TP B1: Pemphigus vulgaris: Expression profiling in patients and development of a novel animal model

Pemphigus vulgaris is an IgG-mediated autoimmune disease of stratified squamous epithelia, such as the skin and oral mucosa. IgG autoantibodies are raised against cell-cell adhesion molecules found in desmosomes. This leads to a loss of cellular adhesion, resulting in blistering and erosion formation. The characteristic autoantibodies are Desmoglein 1 and Desmoglein 3.

The pathophysiological role of B cells has been characterized in mouse models of pemphigus and in patients, revealing important insights into the underlying mechanisms of autoimmunity.

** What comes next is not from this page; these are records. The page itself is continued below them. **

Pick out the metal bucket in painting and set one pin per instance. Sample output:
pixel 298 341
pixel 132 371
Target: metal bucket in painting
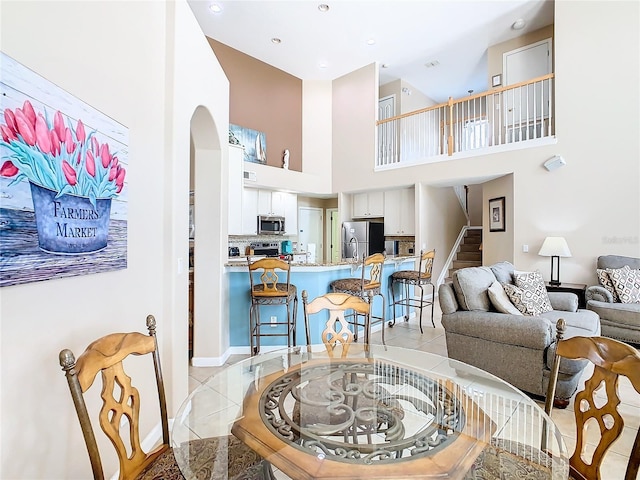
pixel 70 224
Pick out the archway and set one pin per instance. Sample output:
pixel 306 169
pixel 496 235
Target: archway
pixel 210 222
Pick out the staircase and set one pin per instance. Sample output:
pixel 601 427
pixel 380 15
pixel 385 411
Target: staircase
pixel 469 253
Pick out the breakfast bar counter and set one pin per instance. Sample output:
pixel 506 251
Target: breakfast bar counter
pixel 315 278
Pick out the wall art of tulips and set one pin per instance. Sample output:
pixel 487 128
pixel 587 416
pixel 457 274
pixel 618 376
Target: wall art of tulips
pixel 54 153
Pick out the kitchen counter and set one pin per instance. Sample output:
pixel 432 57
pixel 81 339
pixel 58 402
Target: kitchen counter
pixel 234 265
pixel 315 278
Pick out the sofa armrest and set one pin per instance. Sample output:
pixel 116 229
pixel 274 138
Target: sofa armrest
pixel 598 293
pixel 520 330
pixel 564 301
pixel 447 298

This project  focusses on analyzing the longitudinal B cell transcriptome of patients suffering from pemphigus vulgaris. In addition we aim to measure the number of desmoglein 3–specific circulating B-cells. We will obtain blood samples at different time points before, during and after treatment.

For the transcriptome analysis we will perform next generation RNA sequencing, which allows the detection of the whole expressed genes. The separation of B and T cells is followed by RNA-isolation. Afterwards the RNA sequencing is performed.

Furthermore we want to establish a new active mouse model for the disease. Moreover the project aims to determine the key regulatory signaling pathways and expression patterns in B cells in pemphigus and clarify their prognostic value.